State-of-the-art policies on managed GPUs.
Launch a training run in one call, from lightweight baselines to billion-parameter VLAs, on cloud GPUs Neuracore provisions, schedules, and fails over for you. Or bring your own model. No infrastructure to run.
From baselines to billion-parameter VLAs.
Each ships with a tuned Hydra config, outputs action chunks of length output_prediction_horizon, and supports cross-embodiment training with visual-only or proprio-only configs via masking.
ACT
Action Chunking with Transformers, encoder-decoder with a CVAE latent, predicting action chunks from images + proprioception.
CNN-MLP
Per-camera CNN encoders + multimodal fusion + MLP head. The baseline with the broadest modality support.
Diffusion Policy
Visuomotor policy via action diffusion, 1D conditional U-Net with FiLM conditioning, plus a first-class flow-matching mode.
π0 · π0.5
Vision-Language-Action flow-matching models, PaliGemma + Gemma action expert; π0.5 adds open-world generalization and quantile normalization.
GR00T N1.6
NVIDIA GR00T VLA, Cosmos-Reason/Eagle VLM + a 32-layer Diffusion Transformer action head with rectified flow matching.
Custom
Subclass NeuracoreModel with forward / training_step / configure_optimizers and declare your input/output DataTypes.
Kick off a GPU run in one line.
Neuracore provisions a Deep-Learning PyTorch VM, installs the package, and runs the Hydra entrypoint. Live regional quota is checked before launch and the job fails over across zones on resource exhaustion.
Set batch_size="auto" and an affine GPU-memory model fits the batch that fills ~90% of VRAM, downshifting on OOM.
job = nc.start_training_run(
name="cube-handover-run",
dataset_name="Cube Handover",
algorithm_name="DiffusionPolicy",
gpu_type="A100_80GB",
num_gpus=4,
frequency=10,
algorithm_config={
"batch_size": "auto",
"output_prediction_horizon": 16,
},
)
# Resume later from the latest checkpoint
nc.resume_training_run(job.id, additional_epochs=50)Your model, or ours, same managed stack.
Bring a custom algorithm and Neuracore validates it on a real GPU before it ever trains; or fine-tune a foundation VLA with per-component freeze controls.

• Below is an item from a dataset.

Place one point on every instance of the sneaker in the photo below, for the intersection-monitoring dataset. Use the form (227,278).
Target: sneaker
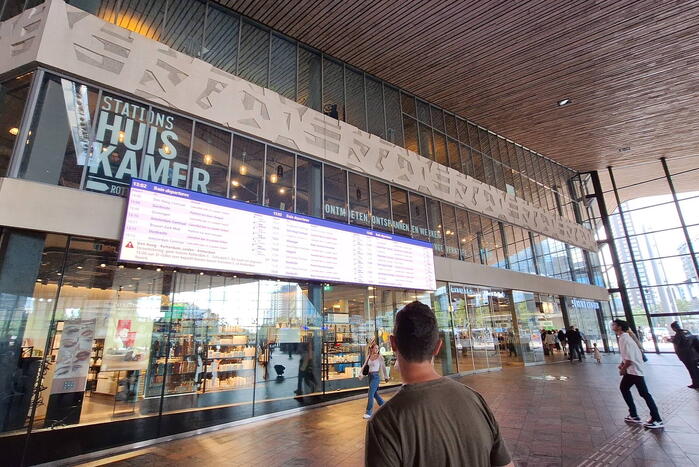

Bring your own model, validated on a GPU
Uploads are AST-validated, hyperparameters auto-extracted into UI fields, then a T4 VM runs a real forward/backward/optimizer/export/endpoint checklist before the algorithm is marked available.
Fine-tune foundation VLAs
Per-component freeze/unfreeze (action expert, vision encoder, top-N LLM layers), differential LR scales, gradient checkpointing, torch.compile, and bfloat16.
Cross-embodiment data loading
PytorchSynchronizedDataset caches episodes, computes dataset statistics, and zero-fills missing sensors with per-sensor masks so mixed-robot batches train correctly.
Monitoring & checkpoints
TensorBoard scalars, images, and gradient/weight histograms; cloud metrics for CPU/GPU/memory; periodic checkpoints with last-N retention and resumable restore.
GPU-aware scheduling checks live quota before launch. DistributedDataParallel over NCCL, batch-size autotuning, checkpoint/resume, and TensorBoard + cloud metrics come standard.